IVASS: TERZO RAPPORTO ANNUALE DI MONITORAGGIO DEI RISCHI DA CATASTROFI NATURALI E DI SOSTENIBILITA’

“Rischi da catastrofi naturali e di sostenibilità: monitoraggio annuale” (Rapporto 2025) giugno 2025


IVASS – ISTITUTO PER LA VIGILANZA SULLE ASSICURAZIONI
https://www.ivass.it/


IVASS – Link al REPORT


IVASS ha pubblicato il terzo Report dedicato al monitoraggio dei rischi da catastrofi naturali e di sostenibilità, condotto sulle compagnie assicuratrici italiane (1)

L’indagine, costituita da una rilevazione quantitativa (con dati riferiti al 31 dicembre 2023) e una qualitativa (con informazioni aggiornate a fine 2024), è finalizzata a costruire un sistema informativo affidabile su rischi ambientali, sociali e di governance, a supporto della stabilità finanziaria e delle politiche di adattamento ai cambiamenti climatici. 

Dall’analisi emerge una migliore disponibilità e l’accuratezza delle informazioni su rischi naturali e investimenti ESG rispetto al 2022. 

Per quanto concerne la governance e la gestione dei rischi di sostenibilità, il 93% delle compagnie ha segnalato di aver integrato i fattori ESG nella propria governance o di averne programmato l’integrazione. 

Per quanto riguarda la sottoscrizione e la gestione dei rischi, la raccolta premi per rischi da catastrofi ha raggiunto i 2,8 miliardi di euro nel 2023; era 1,8 miliardi di euro nel 2018. L’80% della raccolta è riferita a coperture per rischi climatici acuti (es. inondazione, tempesta e grandine). La quasi totalità della raccolta premi per i rischi catastrofali proviene dalle polizze “incendio e altri danni ai beni”, prevalentemente a protezione degli immobili, e dal segmento “altre assicurazioni auto”.

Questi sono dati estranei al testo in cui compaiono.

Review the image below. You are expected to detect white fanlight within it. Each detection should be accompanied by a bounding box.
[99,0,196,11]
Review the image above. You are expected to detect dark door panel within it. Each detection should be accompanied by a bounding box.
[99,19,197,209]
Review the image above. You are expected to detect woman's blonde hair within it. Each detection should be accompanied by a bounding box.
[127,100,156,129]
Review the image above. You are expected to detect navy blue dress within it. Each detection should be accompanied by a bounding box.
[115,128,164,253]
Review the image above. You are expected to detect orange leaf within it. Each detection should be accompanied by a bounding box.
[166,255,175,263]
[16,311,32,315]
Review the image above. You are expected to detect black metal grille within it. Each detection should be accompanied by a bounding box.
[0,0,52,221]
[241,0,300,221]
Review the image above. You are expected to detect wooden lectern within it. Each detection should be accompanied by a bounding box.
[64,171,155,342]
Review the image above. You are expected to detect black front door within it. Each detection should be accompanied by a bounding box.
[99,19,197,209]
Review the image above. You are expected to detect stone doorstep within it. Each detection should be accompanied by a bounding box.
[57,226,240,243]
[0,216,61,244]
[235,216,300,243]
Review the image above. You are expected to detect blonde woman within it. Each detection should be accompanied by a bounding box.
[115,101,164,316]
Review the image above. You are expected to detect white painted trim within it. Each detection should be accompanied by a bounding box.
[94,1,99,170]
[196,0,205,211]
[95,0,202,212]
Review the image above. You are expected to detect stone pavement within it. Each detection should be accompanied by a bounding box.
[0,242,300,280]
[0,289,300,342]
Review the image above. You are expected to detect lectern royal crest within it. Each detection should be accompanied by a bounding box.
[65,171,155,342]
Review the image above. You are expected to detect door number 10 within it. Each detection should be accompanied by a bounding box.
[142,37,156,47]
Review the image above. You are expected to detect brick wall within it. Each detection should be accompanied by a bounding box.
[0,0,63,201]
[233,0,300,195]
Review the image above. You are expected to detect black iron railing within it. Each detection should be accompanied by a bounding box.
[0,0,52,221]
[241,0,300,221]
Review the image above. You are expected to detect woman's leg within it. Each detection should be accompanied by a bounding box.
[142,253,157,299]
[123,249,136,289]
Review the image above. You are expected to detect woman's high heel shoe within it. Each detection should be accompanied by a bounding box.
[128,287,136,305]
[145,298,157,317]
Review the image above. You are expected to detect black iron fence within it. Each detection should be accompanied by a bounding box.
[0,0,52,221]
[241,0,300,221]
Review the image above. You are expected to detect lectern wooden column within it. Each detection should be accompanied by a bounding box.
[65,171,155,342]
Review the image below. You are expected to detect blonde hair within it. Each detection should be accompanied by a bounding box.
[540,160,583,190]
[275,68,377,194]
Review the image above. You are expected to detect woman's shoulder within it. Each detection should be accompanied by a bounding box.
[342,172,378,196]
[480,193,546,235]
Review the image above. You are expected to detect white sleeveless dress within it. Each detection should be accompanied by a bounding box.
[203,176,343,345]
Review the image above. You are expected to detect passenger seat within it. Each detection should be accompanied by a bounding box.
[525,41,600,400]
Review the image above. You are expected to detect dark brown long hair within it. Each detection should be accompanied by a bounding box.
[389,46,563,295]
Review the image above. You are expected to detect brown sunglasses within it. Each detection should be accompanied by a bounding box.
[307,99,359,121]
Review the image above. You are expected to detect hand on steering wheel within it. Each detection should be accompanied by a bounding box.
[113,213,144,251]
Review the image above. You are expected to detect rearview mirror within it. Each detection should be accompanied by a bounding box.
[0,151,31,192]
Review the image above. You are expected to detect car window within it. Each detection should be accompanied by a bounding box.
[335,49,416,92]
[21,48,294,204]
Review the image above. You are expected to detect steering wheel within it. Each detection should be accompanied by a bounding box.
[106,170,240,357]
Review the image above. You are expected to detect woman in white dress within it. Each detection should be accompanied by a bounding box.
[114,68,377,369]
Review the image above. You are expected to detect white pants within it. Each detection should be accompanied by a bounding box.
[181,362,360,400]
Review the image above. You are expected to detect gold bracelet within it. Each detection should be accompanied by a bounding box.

Gli oneri per sinistri e le spese a carico delle compagnie assicurative sono aumentati: oltre 7 miliardi nel 2023, rispetto a 1,5-2 miliardi di euro in media tra il 2018 e il 2022. L’aumento è dovuto soprattutto agli eventi climatici di intensità eccezionale che hanno interessato aree metropolitane ad alta copertura assicurativa. 

Tra i rischi climatici, la maggior parte delle coperture riguarda il rischio grandine, in termini sia di premi (oltre il 60%) sia di sinistri (oltre il 70%).

Per i rischi terremoto sono stati raccolti premi per 385 milioni di euro (336 milioni nel 2022), con un incremento del 14,6% rispetto al 2022.

Le compagnie hanno investito circa 64 miliardi di euro (6,4% del totale dei loro investimenti) in settori potenzialmente esposti ai rischi di transizione, di cui circa 10 miliardi nel settore dei combustibili fossili a rischio di maggiori perdite nei prossimi anni. Detengono circa l’8% (14 miliardi di euro) delle obbligazioni verdi emesse dal settore privato. 

 

__________________
(1) Per il precedente, si veda: “2° Monitoraggio IVASS sui rischi di calamità naturali e di sostenibilità nell’assicurazione italiana”, in Panorama Assicurativo n. 250, agosto 2024 (Sezione “STATISTICHE”).